The Predivac binding score is calculated by establishing a predictive correlation between the SDRs in the HLA query protein(s) and the SDRs associated with HLA class I or class II proteins of known specificity from a pre-generated database (PredivacDB), by following the next steps: (i) SDRs are identified in the HLA protein sequence; (ii) PredivacDB is queried with the SDRs to retrieve peptide ligands associated with HLA proteins sharing similar residues in these positions (SDRs are considered similar if their sequence comparison using the BLOSUM62 substitution matrix returns a positive score); (iii) amino acid frequencies and weights are calculated from the binding data and (iv) in silico T-cell epitope mapping is carried out by parsing the protein sequence (query) into overlapping 9-mer segments (peptides), which are recursively assigned a binding score with the SDR-derived position weight matrix (sliding window technique). Predivac-3.0 selects by default T-cell epitopes scoring in the top 1% of the full set of peptides for a given protein, i.e. it employs a Peptide Percentile Rank (PPR) of binding scores of 1 (PPR = 1). However, the user is allowed to retrieve a greater number of putative T-cell epitopes by setting higher stringencies of 1, 2 or 3.
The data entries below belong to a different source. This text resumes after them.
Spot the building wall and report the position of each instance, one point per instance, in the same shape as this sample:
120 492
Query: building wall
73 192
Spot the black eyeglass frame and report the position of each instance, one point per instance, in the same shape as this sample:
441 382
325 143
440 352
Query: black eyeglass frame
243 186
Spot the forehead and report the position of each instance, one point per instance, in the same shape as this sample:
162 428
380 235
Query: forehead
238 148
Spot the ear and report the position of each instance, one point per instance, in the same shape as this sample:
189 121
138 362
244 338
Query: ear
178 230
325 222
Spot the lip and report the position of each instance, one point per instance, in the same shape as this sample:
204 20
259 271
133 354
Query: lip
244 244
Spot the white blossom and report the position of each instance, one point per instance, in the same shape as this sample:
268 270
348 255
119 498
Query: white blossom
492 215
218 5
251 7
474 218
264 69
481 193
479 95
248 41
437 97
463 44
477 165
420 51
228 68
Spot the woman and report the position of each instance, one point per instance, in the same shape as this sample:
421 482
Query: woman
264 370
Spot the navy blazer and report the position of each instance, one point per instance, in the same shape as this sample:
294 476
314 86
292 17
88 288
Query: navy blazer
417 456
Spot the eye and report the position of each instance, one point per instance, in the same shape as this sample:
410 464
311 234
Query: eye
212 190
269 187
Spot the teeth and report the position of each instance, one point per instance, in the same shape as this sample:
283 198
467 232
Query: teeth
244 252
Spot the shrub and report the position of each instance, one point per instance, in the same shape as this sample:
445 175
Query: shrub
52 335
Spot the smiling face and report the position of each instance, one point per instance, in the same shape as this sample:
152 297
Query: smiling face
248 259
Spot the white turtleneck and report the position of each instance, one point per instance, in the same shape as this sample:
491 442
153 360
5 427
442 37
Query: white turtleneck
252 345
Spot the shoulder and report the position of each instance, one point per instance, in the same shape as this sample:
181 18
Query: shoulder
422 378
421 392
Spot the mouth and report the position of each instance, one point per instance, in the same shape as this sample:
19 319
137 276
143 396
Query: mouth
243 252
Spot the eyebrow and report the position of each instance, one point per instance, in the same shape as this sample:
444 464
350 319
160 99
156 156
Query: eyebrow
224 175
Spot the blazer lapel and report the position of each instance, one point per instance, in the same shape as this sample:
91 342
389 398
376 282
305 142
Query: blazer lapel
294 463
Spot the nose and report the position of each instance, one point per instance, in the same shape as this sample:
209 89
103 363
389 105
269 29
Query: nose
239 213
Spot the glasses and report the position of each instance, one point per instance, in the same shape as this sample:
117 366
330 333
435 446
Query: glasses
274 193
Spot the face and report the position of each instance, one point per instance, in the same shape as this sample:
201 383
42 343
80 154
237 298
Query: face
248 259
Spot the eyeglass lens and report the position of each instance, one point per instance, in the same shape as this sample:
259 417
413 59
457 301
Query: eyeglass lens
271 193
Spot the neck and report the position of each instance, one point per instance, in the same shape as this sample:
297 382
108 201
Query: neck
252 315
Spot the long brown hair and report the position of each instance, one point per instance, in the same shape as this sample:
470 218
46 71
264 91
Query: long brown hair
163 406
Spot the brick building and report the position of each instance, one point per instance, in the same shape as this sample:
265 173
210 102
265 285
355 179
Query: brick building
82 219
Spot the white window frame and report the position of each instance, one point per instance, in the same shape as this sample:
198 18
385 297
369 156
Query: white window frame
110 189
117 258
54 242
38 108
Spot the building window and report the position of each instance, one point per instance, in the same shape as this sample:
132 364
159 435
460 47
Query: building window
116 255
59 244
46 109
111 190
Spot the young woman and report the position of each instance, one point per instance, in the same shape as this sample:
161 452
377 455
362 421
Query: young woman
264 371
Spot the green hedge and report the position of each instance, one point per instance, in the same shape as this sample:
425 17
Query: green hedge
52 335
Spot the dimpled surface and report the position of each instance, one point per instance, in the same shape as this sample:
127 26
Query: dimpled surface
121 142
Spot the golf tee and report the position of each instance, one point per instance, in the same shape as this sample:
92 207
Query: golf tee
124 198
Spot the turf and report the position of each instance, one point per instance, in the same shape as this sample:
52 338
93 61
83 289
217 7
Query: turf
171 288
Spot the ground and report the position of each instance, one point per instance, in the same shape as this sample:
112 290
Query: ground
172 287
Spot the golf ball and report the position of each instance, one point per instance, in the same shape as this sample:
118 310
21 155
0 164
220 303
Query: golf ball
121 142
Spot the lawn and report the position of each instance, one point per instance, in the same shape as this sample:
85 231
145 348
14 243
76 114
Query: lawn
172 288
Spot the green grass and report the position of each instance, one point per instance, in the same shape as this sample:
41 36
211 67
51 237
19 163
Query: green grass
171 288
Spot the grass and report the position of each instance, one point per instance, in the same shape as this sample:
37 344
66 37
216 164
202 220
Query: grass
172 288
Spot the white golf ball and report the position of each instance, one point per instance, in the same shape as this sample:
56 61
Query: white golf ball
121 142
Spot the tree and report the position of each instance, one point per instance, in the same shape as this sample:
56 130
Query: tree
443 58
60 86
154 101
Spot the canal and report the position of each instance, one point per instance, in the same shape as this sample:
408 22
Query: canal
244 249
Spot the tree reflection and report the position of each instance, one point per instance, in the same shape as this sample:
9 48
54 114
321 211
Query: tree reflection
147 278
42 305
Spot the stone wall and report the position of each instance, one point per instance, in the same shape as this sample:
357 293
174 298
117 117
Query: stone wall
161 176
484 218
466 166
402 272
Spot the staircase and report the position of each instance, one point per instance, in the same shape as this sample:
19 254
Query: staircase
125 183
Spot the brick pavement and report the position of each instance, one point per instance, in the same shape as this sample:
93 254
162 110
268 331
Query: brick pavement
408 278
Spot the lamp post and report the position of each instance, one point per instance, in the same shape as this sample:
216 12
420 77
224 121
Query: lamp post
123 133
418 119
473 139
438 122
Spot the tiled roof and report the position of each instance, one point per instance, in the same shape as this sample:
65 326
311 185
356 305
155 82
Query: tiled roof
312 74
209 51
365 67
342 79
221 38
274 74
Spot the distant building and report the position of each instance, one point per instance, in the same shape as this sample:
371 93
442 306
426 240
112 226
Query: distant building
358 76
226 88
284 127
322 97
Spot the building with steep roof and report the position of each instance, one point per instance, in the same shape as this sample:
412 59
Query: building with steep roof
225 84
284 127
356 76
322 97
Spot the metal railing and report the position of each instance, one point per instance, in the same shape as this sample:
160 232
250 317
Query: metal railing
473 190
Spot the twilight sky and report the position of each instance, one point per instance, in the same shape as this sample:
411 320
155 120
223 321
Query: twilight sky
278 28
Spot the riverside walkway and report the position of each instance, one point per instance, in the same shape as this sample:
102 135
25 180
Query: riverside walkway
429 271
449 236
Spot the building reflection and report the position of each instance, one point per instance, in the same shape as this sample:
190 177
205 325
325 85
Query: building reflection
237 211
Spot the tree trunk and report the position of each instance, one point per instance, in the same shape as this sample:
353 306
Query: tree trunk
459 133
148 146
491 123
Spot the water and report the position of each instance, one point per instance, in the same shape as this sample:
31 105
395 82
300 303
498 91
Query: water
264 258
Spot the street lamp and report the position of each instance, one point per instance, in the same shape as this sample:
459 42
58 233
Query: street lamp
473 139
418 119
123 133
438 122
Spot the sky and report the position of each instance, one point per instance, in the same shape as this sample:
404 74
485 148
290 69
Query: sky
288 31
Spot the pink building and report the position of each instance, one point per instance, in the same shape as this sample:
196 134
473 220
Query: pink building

Ethnicity-Driven T-Cell Epitope Mapping of Viral Proteomes

A workflow of the algorithm is presented in Figure 1, showing that Predivac-3.0 accepts as input both protein sequences (Fasta file) and full proteome sequences (multi-Fasta file). The method runs for single HLA alleles (allele-specific T-cell epitope prediction) and for specific target populations (ethnicity-driven T-cell epitope prediction), by fetching HLA allele frequency distributions from ethnic populations available at the AFND. Ethnicity-driven T-cell epitope mapping follows a five-step process: (i) the user sets a target geographic region or country; (ii) the program retrieves from the AFND all available HLA class I and class II allele frequencies for population samples occurring in this country/region; (iii) the program applies the Predivac scoring scheme to predict T-cell epitopes for each HLA allele and then it searches for promiscuous epitopes restricted to as many alleles as possible in the target population; (iv) population coverage is calculated for each promiscuous T-cell epitope as the fraction of individuals that would be potentially covered in the selected target population, by implementing a previously reported algorithm (50); and (v) two alternative methods are implemented to select T-cell epitopes based on population coverage: (a) Epitope Discovery and (b) Epitope Optimization.

FIGURE 1

Figure 1 Flow-chart representing the steps followed by Predivac-3.0 to perform in silico ethnicity-driven T-cell epitope mapping over viral proteomes. The user must input the sequence of the query proteome (or individual proteins) and set the target population (country or geographic region), upon which the program retrieves from the AFND the HLA class I and class II allele frequency data available for population samples occurring in this country/region. Then, it searches the input proteome/proteins for putative CD8+ and CD4+ T-cell epitopes and epitope-rich regions (clusters/hotspots) by applying the SDR-based approach and querying the PredivacDB (Epitope Discovery mode). Predivac-3.0 also implements a genetic algorithm that explores and optimizes T-cell epitope combinations maximizing population coverage (Epitope Optimization mode).

Epitope Discovery

This method outputs a full list of single putative T-cell epitopes with their corresponding positions in the query proteins sorted by population coverage, providing thus a top-down peptide ranking from the highest to minimal coverage calculated for the target population. In addition, the user is allowed to set a particular Population Coverage Threshold (PCT) to filter the report for T-cell epitopes delivering population coverage values higher than a given threshold (%). By default, the method retrieves all predicted T-cell epitopes (PCT = 0%).

Epitope Optimization

Predivac-3.0 implements a genetic algorithm (GA) that explores numerous combinations of putative epitopes to find a combination of l epitopes that maximizes the target population coverage. The pseudocode of the GA is shown below:

www.frontiersin.org

Predivac-3.0 seeds a first epitope (l = 1) to start the iterative process, which corresponds to the epitope (or individual) delivering the highest population coverage in the target population (BestIndividual). Each individual represents an epitope/HLA restricted alleles predicted by Predivac-3.0 (EpitopesHits). Then, a random population of 100 individuals is generated at each GA cycle (loop in lines 4-26) and subsequently paired with the previous BestIndividual. At each GA iteration (inner loop in lines 9-21), each individual is assigned a fitness score equal to the population coverage calculated for the target population (region/country). The top-20 individuals are selected to breed a new set of individuals by random, pairwise crossover, i.e. the top quintile of epitope combinations that retrieve the highest population coverage. Inner iterations are run until MaxIteration is achieved or until fitness score does not change during last 10 iterations. The GA runs until population coverage reaches a MaxFitness ≥ 99% or until the MaxFitness value does not change in two consecutive cycles by considering 3 significant figures (StopCycle), upon which the list of epitopes (best solution) is returned.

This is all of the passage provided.